Es sollte für jeden GPC-Rezeptor, der in Pigmentzellen durch Transfektion exprimiert wird, möglich sein, eine Pigmentverschiebung herbeizuführen. Wie zuvor besprochen, haben die Pigmentzellen viele endogene G-Proteine. Während es kaum der Fall ist, daß alle von ihnen GPC-Rezeptoren an den Pigmentverschiebungsmechanismus in den Zellen koppeln, müssen es viele von ihnen tun. Ebenso können zusätzliche durch Expression exogener hinzugefügt werden, abhängig von der Art von rekombinanter DNA-Technologie, die zum Exprimieren von GPC-Rezeptoren in den Melanophoren verwendet werden. Schließlich ist es möglich, chimäre G-Proteine in vitro zu konstmieren und dann in den Melanophoren zu exprimieren, die ermöglichen, daß GPC-Rezeptoren, die für gewöhnlich an einen Weg auf G-Protein-Basis koppeln, der nicht zu einer Pigmentverschiebung führt, an einen zu koppeln, der dies tut. Die Bedeutung dieser Punkte ist, daß jeder GPC-Rezeptor imstande ist, bei Stimulierung eine Pigmentverschiebung herbeizuführen, wenn die Zellen zur Expression eines G-Proteins veranlaßt werden, das sich an ein Signaltransduktionssystem koppeln kann, welches die Pigmentverschiebung reguliert.

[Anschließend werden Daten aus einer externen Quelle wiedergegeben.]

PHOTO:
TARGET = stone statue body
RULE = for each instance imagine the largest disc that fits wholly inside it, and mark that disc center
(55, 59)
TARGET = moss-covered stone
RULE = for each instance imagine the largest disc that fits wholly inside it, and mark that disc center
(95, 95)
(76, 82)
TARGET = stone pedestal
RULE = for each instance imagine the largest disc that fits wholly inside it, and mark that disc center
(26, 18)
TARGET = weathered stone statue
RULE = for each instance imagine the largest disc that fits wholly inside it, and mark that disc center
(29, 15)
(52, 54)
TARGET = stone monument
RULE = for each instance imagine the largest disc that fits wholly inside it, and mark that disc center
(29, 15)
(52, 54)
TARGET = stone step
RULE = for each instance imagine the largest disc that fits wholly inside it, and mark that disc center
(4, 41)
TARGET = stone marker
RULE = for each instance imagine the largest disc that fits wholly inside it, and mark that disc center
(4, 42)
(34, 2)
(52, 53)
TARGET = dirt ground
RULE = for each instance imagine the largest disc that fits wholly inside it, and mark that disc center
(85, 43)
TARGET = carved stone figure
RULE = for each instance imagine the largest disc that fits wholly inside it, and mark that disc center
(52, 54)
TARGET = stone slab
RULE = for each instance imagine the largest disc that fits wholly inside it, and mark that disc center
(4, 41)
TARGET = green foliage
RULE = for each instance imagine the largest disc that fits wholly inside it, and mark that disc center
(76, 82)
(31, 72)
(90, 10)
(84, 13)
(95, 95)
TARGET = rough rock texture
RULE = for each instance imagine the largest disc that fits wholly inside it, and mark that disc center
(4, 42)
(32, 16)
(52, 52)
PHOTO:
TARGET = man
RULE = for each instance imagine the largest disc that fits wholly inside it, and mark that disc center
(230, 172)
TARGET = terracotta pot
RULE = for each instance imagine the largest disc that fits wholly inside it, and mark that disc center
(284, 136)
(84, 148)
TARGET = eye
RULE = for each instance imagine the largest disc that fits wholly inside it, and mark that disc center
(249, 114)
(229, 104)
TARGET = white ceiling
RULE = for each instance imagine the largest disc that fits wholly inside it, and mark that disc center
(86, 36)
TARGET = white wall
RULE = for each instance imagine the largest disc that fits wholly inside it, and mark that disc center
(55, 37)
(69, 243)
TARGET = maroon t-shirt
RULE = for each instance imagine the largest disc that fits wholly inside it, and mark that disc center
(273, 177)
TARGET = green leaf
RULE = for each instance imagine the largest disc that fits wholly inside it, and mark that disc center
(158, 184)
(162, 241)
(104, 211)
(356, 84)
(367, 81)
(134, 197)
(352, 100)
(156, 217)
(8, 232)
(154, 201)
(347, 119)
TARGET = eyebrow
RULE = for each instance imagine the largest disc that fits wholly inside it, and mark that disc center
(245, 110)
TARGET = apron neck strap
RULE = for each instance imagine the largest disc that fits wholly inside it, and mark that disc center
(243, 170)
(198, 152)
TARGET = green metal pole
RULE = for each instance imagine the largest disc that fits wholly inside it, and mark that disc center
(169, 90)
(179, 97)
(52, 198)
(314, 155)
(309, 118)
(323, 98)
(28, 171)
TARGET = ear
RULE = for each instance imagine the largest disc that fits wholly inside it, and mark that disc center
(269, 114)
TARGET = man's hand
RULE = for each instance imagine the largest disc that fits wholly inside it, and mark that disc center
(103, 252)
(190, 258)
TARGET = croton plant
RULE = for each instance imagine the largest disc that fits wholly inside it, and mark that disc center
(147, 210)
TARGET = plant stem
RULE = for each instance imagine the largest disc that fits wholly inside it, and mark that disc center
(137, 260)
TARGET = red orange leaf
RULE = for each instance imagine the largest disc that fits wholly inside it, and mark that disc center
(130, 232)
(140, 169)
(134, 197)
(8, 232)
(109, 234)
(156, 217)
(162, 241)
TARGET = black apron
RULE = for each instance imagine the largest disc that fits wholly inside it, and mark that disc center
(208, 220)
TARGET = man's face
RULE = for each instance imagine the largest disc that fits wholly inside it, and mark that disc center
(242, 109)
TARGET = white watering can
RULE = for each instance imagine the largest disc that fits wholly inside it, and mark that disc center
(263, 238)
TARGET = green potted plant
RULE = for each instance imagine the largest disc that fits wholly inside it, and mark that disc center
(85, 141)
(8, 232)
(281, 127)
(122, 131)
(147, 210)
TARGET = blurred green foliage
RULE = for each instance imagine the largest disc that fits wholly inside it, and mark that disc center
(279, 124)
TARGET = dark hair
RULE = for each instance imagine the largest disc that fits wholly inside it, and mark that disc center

Biotests zur Bewertung möglicher Agonisten und Antagonisten für exogene GPC-Rezeptoren

Der vorbereitende Schritt der Biotestverfahren der vorliegenden Erfindung ist die Expression exogener cDNA in Melanophoren von Xenopus laevis. Der Deutlichkeit wegen wird der humane Beta 2-adrenerge Rezeptor als Beispiel verxvendet. Die Beschreibungen treffen jedoch gleichermaßen auf jeden GPC-Rezeptor zu, dessen kodierende DNA geklont wurde, wie Thyrotropin-, Lutropin-Choriogonadotropin-, Dopamin- und Histamin-Rezeptoren usw.. Sobald Klone für andere GPC-Rezeptoren zur Verfügung stehen, wie jene für Glucagon, sind die Tests ebenfalls in der Folge beschrieben.

Bedeutung für das Drogendesign und den Entdeckungsprozeß

Technologien für das Auffinden von Chemikalien, die GPC-Rezeptoren und andere PPG-Proteine beeinflussen, und zum Klonen von GPC-Rezeptoren, sind sowohl für die Medizin als auch für die Biologie wichtig. Die Methoden der vorliegenden Erfindung bieten: (1) ein wirksames Verfahren zur raschen und sorgfältigen Durchmusterung auf neue Drogen, welche GPC-Rezeptoren und andere PPG-Proteine beeinflussen, und (2) ein wirksames Verfahren zum Klonen neuer GPC-Rezeptoren und zur Sondierung, wie die Rezeptoren arbeiten. Da zusätzlich GPC-Rezeptorgene charakterisiert werden und ortsgerichtete Mutagenese zu deren Analyse verwendet wird, wird eine ausführliche Kenntnis über die grundlegenden Arbeitsmechanismen in diesen Rezeptoren erhalten. Eine Grundkenntnis der grundlegenden Arbeitsmechanismen in diesen Rezeptoren ist von großem Nutzen für das Verständnis, wie vielversprechende neue Drogen zu entwickeln sind.
Die vorliegende Erfindung kann auch zum Testen auf Drogen, z. B. Narkotika, z. B. Kokain, Heroin, Morphin oder Designeropiate in Nahrungsmitteln oder Körperflüssigkeiten, z. B. Blut oder Urin, verwendet werden.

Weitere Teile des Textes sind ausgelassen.